I am building a cache of objects and trying to persist them as I receive them in my DB (Stripe Webhooks if your familiar). But for some reason I cannot get any of them to persist, though there are no errors thrown....
NOTE: don't let the GET confuse you I changed it to GET so I could test it easier.... it will be a POST if it ever works (yeah I'm a little frustrated been trying different variations all weekend. not sure if its just me but this stuff seems really poorly defined, you can find a half dozen articles all giving me different approaches)
@Path("/events/{realm}/add")
@GET
@ReactiveTransactional
public Uni<Response> add(@PathParam("realm") String realm, @QueryParam("id") String id) {
return Panache.withTransaction(() -> StripeAccount.findRealm(realm)

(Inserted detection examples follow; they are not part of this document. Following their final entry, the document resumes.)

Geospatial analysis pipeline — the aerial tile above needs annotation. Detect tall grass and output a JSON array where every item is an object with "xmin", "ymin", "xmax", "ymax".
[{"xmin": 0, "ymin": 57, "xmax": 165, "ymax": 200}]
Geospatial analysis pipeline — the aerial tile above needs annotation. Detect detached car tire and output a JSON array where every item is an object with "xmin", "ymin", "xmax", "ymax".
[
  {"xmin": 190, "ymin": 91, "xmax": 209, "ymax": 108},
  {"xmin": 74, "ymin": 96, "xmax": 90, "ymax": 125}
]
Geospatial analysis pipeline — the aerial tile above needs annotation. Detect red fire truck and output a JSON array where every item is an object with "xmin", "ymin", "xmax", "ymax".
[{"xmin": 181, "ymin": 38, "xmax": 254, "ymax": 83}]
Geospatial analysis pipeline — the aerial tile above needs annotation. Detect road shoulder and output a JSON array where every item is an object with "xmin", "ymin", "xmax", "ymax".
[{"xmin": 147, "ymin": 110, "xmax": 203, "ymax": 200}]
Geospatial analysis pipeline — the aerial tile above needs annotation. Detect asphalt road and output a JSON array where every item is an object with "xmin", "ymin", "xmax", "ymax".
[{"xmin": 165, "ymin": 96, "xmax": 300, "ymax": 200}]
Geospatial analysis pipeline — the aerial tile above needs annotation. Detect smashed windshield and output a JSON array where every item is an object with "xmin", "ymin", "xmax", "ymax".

.onItem().transform(a -> new StripeCustomer(realm,id)).onItem().invoke(e -> e.persist())
).onItem().ifNotNull().transform(e -> Response.ok(e).build())
.onItem().ifNull().continueWith(Response.ok().status(NOT_FOUND)::build);
}
I have tried the above endpoint with and without the ReactiveTransactional and with and without the "withTransaction()" but it never persists in mysql DB though the new object is returned in the response and no errors are thrown.
@Entity
@Table(name="Customers")
public class StripeCustomer extends PanacheEntityBase {
@Id
@Column(name = "cust_id")
public String id;
@Column(name = "cust_realm")
public String realm;
public StripeCustomer(String realm, String id) {
this.realm = realm;
this.id = id;
}
}
The ID is a natural key I receive from Stripe and I do not know if this is part of the problem. I have tried designating the @Id differently as well but nothing seems to help. I also tried extending from PanacheEntity and allowing JPA to create a redundant key but that too did not help.